I'm sure the people negotiating the scope of any waiver have figured out that might be many levels of patents. By the way, if companies were waiving their own patents "voluntarily" under pressure from the U.S, no TRIPS or other waivers would be needed.
First a small background - patents are territorial. No USPTO issued U.S. patent has any relevance to what happens in India and visa versa. Of course pharmaceutical companies tend to pursue the grant of patents in many countries. To make a vaccine in India would require suspension of Indian patent rights that might belong to a, possible U.S. based, vaccine developer.
As you say in the question, there is quite a bit of technology involved in producing vaccines. Some building block things are patented and others are trade secrets. Building block patents are held by multiple companies and there is some cross-licensing between them.
As of May 8th, I do not believe any patents have been issued for COVID vaccines themselves. Some COVID related patents have been issued for testing, etc. And there are certainly building block technology patents related to mRNA.
From a comment on the Patently-O blog
I have a Derwent alert set us that informs me every time a patent
issues with “SARS” or “COVID” in the claims or title. So far, none of
these grants concern a vaccine. The largest category so far are test
technologies. The next largest concern algorithms that purport to
predict something COVID-related (where the next outbreak is likely to
emerge, how a given patient’s disease is likely to progress, etc). The
smallest category so far is putative therapies (mostly second medical
use claims for existing FDA-approved drugs, but also some novel herbal
blends).
The claims directed to SARS-CoV2 vaccines are still being examined,
but none have yet granted. Of course, as previously noted, all the
vaccines approved in the U.S. are covered by one or more granted
patents directed to the novel vaccine platforms.
What the WTO is discussing, and the president has endorsed, is a waiver of terms of an international treaty. The signatories of the TRIPS treaty have agreed to have national patent systems with certain minimum provisions. If a country unilaterally suspended enforcement of some patents in their country, other countries could impose tariffs or otherwise try to commercially punish that country in the sphere of international trade for violation of TRIPS. The waiver would presumably cover trade secrets as well as patent rights. What is taught by an issued patent is published for all to see in that patent but waiving trade secret rights does not automatically produce the trade secrets on a platter.
Theoretically the steps would be - (1) the signatories to TRIPS can agree to wave its terms that allow commercial retaliation among themselves for weakening patent and trade secret rights locally. There would be some defined scope in terms of the technology addressed and the time frame of the waiver.
(2) In a specific country, they could pass a law or use something like executive action to suspend specific IP rights that had been granted or might be granted by that country in the near future.
(3) Someone in that country could try to make a vaccination.
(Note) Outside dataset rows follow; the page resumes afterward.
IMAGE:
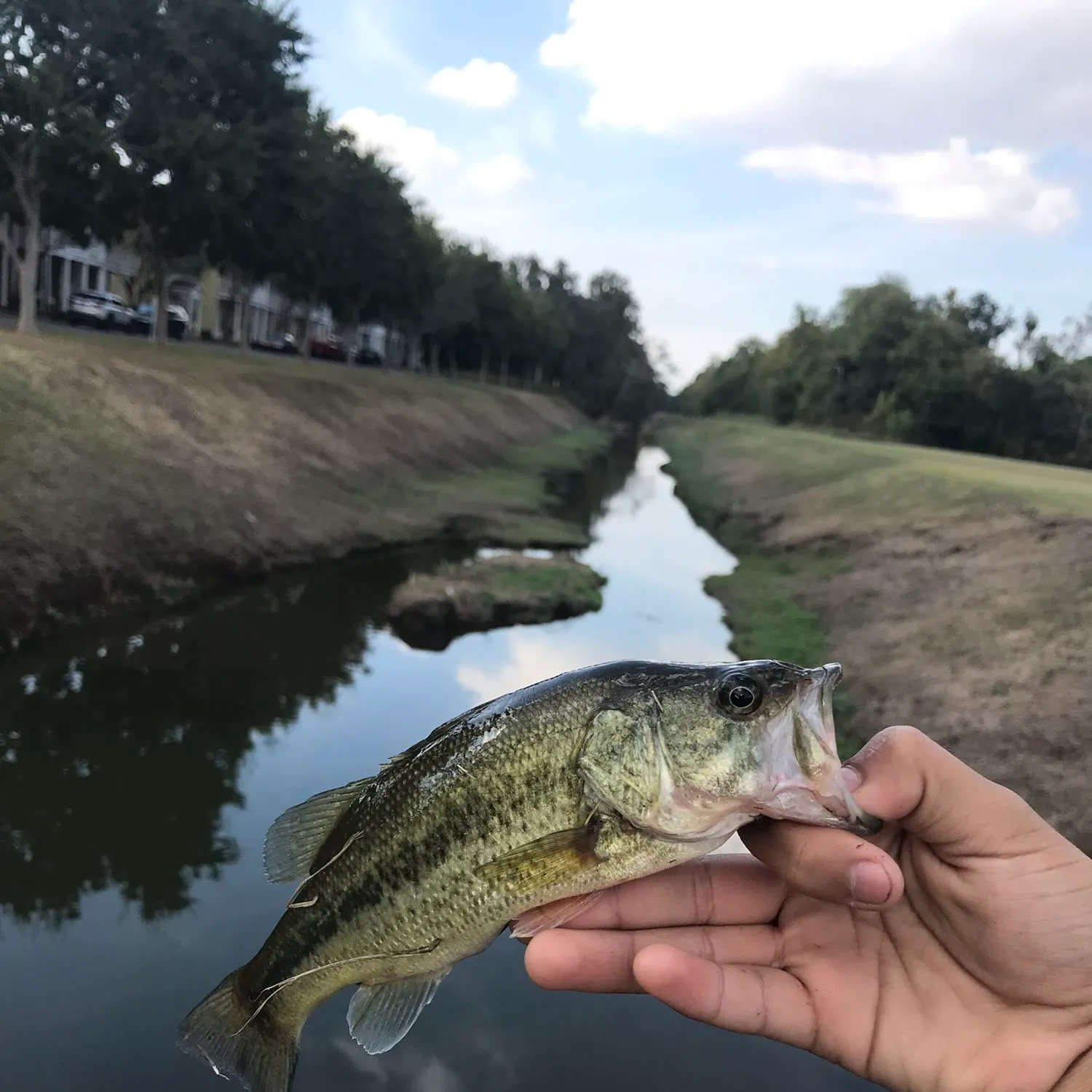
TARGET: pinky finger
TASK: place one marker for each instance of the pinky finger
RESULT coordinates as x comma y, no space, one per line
756,1000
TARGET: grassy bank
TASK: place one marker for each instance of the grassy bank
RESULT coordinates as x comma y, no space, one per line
430,609
956,589
135,475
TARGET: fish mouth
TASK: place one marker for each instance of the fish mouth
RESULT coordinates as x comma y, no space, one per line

Without know-how transmitted by the organization that developed the vaccine they would have a very, very hard time doing so. The text and drawings of a patent are not a specific easy to follow recipe. The original companies involved might be incented, either financially or by political pressure, to provide this technology transfer. However, they will must likely say that the best use of that time and talent is further ramping up their own production capacity, and it is probably true.
Alternatively, a country might import vaccine from a third country that had patent rights suspended. Patents do not just confer the right to stop others from making, but also selling, importing and using the patented invention in the country who issued the patent. So one country could make it under a suspended patent right and many other countries could import from their due to their similar action suspending patents.